Frequently asked questions
- What is a collar on KIE?
- A collar on KIE is the collar strategy applied to KIE (etf). The strategy is structurally neutral (protective): A collar pairs long stock with a protective out-of-the-money put financed by a short out-of-the-money call, capping both tails of the position around the current spot. With KIE etf trading near $56.55, the strikes shown on this page are snapped to the nearest listed KIE chain strike and the premiums come straight from the end-of-day bid/ask midpoint.
- How are KIE collar max profit and max loss calculated?
- Max profit roughly equals short-call strike minus cost basis plus net premium; max loss roughly equals cost basis minus long-put strike minus net premium. Breakeven shifts by the net premium.
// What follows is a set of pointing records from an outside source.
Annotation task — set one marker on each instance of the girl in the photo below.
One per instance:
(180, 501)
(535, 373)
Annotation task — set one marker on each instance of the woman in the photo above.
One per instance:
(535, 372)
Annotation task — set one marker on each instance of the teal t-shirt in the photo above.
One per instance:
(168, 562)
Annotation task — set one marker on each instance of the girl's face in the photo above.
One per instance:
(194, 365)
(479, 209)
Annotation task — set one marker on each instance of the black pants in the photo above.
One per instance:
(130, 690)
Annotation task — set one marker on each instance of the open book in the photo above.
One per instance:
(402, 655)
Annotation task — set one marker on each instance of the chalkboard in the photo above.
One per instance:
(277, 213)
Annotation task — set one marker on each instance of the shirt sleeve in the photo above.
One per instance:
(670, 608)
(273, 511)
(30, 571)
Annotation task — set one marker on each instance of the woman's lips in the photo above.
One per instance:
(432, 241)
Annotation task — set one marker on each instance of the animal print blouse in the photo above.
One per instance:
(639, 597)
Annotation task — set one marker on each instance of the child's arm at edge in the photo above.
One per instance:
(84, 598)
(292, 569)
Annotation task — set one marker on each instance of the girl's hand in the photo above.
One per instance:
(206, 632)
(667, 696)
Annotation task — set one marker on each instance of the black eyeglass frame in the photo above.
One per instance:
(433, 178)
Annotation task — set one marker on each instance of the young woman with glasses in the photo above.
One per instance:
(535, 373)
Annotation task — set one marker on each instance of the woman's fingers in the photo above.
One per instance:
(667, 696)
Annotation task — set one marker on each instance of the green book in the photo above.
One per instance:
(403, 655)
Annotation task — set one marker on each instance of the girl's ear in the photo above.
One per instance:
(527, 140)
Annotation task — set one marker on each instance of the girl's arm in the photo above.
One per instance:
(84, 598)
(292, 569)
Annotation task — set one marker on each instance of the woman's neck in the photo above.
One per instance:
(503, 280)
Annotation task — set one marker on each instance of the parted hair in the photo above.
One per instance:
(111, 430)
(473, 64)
For the KIE collar priced from the end-of-day chain at a 30-day expiry (ATM IV 19.50%), the computed maximum profit is $241.00 per contract and the computed maximum loss is -$259.00 per contract. Live intraday quotes will differ as the chain moves through the trading session.
- What is the breakeven for a KIE collar?
- The breakeven for the KIE collar priced on this page is roughly $56.59 at expiration, derived from end-of-day chain premiums. Breakeven is the underlying price at which the strategy's P&L crosses zero ignoring transaction costs and assignment risk. The current KIE market-implied 1-standard-deviation expected move is approximately 5.59%; if the move sits well outside the breakeven distance, the structure's risk-reward becomes correspondingly tighter.
- When should you consider a collar on KIE?
- Collars on KIE hedge an existing long KIE etf position; the long put sets a floor while the short call finances it, often run as a near-zero-cost hedge during expected volatility windows.
- How does current KIE implied volatility affect this collar?
- KIE ATM IV is at 19.50% with IV rank near 1.83%, which is on the low end of its 1-year range. Premium-buying structures (long call, long put, debit spreads) are relatively cheap in this regime; premium-selling structures collect less credit per unit risk.